Vom Zeitpunkt, zu dem das Paket dem Versanddienstleister übergeben wird, bis die Kundschaft es in den Händen hält, kann einiges passieren. Pakete können verloren gehen, beschädigt werden, bei einer falschen Person abgegeben werden. Es soll auch schon vorgekommen sein, dass das Paket bei der Nachbarwohnung abgegeben wurde, dort aber niemand mehr die Tür öffnet. Bis auf die richtige Versandverpackung und die Angabe der richtigen Adresse haben Händler:innen oft wenig Einfluss darauf, was mit der Ware unterwegs passiert. Aber wer haftet in diesen Fällen?

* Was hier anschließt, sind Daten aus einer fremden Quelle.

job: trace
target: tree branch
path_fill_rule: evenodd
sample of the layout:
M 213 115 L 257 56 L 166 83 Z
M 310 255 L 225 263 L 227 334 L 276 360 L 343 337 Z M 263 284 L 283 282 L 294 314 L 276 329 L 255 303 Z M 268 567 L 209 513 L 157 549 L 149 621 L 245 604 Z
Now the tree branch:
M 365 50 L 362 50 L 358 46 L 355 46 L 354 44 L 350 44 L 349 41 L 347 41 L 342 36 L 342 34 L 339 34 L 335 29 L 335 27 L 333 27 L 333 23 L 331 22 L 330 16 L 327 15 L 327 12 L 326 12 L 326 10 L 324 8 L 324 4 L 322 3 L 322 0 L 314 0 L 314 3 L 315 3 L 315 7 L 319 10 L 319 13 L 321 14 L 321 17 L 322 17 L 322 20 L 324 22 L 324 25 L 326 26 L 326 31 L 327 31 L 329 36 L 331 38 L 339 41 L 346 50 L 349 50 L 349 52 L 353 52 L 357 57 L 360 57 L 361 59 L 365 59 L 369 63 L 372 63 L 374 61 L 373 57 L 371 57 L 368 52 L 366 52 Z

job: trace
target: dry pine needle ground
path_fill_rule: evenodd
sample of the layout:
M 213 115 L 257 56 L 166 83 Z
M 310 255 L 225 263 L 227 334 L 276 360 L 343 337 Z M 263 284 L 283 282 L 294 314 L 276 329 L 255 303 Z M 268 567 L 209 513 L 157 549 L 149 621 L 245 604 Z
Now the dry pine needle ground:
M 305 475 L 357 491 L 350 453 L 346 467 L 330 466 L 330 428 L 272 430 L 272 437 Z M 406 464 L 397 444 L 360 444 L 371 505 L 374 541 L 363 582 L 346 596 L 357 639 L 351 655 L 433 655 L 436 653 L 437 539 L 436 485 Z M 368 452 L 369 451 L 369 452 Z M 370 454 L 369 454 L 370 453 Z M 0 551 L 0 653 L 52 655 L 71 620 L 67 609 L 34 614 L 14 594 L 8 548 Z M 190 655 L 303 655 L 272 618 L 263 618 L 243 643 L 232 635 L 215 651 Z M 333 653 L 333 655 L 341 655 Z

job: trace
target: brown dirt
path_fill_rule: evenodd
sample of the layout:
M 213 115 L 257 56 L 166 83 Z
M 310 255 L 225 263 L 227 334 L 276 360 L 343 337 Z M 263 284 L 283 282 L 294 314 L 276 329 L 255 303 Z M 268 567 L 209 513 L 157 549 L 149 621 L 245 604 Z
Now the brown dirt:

Wer haftet, wenn das Paket verloren geht?

Wie es in der Juristerei so üblich ist, heißt es hier: Es kommt drauf an. Entscheidend ist, was für ein Vertrag geschlossen wurde und vor allem, wer die Vertragsparteien sind. Denn danach regelt sich der sogenannte Gefahrenübergang. Der Gefahrenübergang regelt, bis zu welchem Zeitpunkt man dafür verantwortlich ist, dass die Ware von einer anderen Person oder von einem unvorhergesehenen Ereignis beschädigt oder zerstört wird. 

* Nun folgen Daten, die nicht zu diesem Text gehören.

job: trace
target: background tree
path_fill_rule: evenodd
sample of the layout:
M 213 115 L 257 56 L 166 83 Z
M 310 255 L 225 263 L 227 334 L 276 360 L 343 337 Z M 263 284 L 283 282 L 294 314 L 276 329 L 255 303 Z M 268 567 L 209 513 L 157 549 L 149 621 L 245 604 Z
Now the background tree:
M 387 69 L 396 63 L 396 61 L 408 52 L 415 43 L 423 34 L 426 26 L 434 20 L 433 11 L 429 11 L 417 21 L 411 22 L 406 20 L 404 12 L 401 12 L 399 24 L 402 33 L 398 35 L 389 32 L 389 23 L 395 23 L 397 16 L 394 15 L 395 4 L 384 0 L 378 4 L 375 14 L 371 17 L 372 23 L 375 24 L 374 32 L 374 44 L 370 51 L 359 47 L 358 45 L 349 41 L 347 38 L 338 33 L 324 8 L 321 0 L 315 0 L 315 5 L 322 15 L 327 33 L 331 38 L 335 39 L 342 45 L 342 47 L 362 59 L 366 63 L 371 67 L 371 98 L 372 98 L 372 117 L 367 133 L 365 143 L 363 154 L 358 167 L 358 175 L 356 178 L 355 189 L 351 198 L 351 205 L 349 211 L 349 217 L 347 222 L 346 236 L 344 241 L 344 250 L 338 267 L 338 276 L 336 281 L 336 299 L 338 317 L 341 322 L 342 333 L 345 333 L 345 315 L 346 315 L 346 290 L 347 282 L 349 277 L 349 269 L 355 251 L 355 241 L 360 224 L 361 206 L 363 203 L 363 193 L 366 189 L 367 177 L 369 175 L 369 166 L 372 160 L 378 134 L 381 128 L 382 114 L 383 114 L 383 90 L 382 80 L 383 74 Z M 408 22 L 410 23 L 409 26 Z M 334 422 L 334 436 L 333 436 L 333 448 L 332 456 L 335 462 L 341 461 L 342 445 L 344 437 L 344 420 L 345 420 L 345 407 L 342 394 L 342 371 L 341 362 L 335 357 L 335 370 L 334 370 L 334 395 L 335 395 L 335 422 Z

Also ob man seine Pflicht erfüllt hat, sobald man die Waren dem Transportunternehmen zur Verfügung gestellt hat, oder ob man verantwortlich ist, bis das Paket im Hause der Kundschaft angekommen ist. 

Das gilt bei Verbraucherverträgen

Wenn eine gewerblich handelnde Person Verträge mit Verbraucher:innen abschließt, liegt das Transportrisiko grundsätzlich bei der gewerblich handelnden Person, also bei dem Händler oder der Händlerin. Händler:innen sind also nicht ab dem Moment fein raus, ab dem sie das Paket beim Transportdienstleister abgegeben haben. Sondern erst dann, wenn die Ware unversehrt bei der Kundschaft ankommt. 

Bei Transportschäden handelt es sich um einen gewöhnlichen Sachmangel, bei dem ein Anspruch nach dem Gewährleistungsrecht besteht. Wenn die Ware also beschädigt wird, kann Nacherfüllung verlangt werden. Also entweder eine Reparatur oder die Zusendung eines neuen Produkts. Wenn das Paket auf dem Weg verloren geht, wurde die Vertragspflicht noch nicht erfüllt und der Kaufpreis kann, sofern er schon gezahlt wurde, zurückverlangt werden. 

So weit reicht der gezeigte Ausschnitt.